Этого было б довольно, чтобы у некоторых закружилась голова, Маттеуччо, например, покинул Неаполь, где был кумиром «своей» публики, но никак этого не ценил, а затем, поездив по миру и стяжав немалый успех, вернулся героем и любимцем толпы. Однако, как не замедлили отметить мемуаристы и газетные критики, было заметно, что столь легкая жизнь его опьянила. Конфуорто писал в своем «Giornale di Napoli»: «По возвращении из Германии сей евнух необычайно возгордился и ни на кого глядеть не желает, даже и на знатных особ»27. Однажды Маттеуччо получил приглашение от вице-короля, но, не желая идти, сказался больным и разгневал монарха. Супруга вице-короля, умевшая быть дипломатичнее мужа, заставила кастрата прийти и принести свои извинения, так что дело дальше не пошло — хотя вообще-то неповиновение монарху могло иметь куда более серьезные последствия. Подобных анекдотов немало, потому что некоторые певцы действительно отнюдь не умирали от скромности: недаром в одной сатирической поэме того времени высмеивался выскочка-кастрат, избивший лакея лишь за то, что тот не величал его illustrissimo — «ваша светлость».

Хамское обращение со слугами порой распространялось на композиторов и даже на публику. Однажды кастрат пожаловался композитору Галуппи, что тот сочинил ему недостаточно хорошую партию, а затем намеренно и при полном зале исказил его лучшую лирическую арию. Разгневанный Галуппи вышел к публике и объявил, что сейчас споет эту арию сам и так продемонстрирует ее достоинства. Публика, в восторге от происходящего, встретила пение маэстро рукоплесканиями, адресованными не столько его далеко не блестящему голосу, сколько храбрости. Тогда пристыженный кастрат тоже напрямик обратился к зрителям со словами: «Господа, я не хотел петь эту кантилену просто потому, что мне она ни к чему, но я могу спеть лучше, чем он — вот, послушайте!» И он спел божественно, заслужив настоящую овацию от зрителей, чьей симпатии из-за случившегося скандала отнюдь не лишился.

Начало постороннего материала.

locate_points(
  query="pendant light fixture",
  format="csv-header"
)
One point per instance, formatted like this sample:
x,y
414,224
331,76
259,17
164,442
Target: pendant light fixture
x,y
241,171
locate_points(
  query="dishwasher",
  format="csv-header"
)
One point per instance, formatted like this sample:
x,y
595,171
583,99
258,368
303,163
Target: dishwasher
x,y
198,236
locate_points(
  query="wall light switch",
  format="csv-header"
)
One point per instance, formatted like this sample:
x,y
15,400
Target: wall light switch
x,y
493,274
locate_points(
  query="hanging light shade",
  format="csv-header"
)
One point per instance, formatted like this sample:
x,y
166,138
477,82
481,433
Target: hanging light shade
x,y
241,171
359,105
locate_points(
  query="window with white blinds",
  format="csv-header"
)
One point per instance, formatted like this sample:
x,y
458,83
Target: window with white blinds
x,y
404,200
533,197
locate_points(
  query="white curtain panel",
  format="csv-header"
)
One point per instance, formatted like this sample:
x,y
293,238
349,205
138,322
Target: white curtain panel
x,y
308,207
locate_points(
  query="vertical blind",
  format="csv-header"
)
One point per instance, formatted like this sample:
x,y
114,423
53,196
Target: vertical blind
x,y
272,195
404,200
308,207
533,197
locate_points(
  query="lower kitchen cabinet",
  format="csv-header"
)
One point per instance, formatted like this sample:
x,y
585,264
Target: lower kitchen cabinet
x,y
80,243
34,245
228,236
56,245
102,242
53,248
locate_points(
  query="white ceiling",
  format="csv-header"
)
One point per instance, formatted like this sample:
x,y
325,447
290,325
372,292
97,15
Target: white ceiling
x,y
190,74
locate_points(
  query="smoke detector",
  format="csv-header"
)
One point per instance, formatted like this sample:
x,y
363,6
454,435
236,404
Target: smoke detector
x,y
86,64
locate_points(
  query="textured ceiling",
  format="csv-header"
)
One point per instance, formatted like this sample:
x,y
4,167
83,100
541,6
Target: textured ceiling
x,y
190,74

Сходным образом вели себя кастраты и с властями предержащими, включая не только принцев и королей, но даже и самого папу. Так, в начале XIX века кастрат Веллути спровоцировал в Сенигалье{34} чуть ли не дипломатический инцидент. В театре ради лучшего освещения зажгли столько сальных свечей и дешевых масляных светильников, что от жары и чада было не продохнуть — и присутствовавшая на представлении принцесса Уэльская попросила, чтобы начинали прямо со второго акта. Однако Веллути, считая весь этот дым для себя опасным, вообще отказался петь и вдобавок заявил: «Моя глотка стоит королевы!» Начало было надолго отложено, под давлением начальства Веллути в конце концов согласился выйти на сцену, по принцессе положенного поклона так и не отдал. В сходных обстоятельствах Сенезино был уволен со службы при Дрезденском дворе, когда отказался петь не нравившуюся ему арию.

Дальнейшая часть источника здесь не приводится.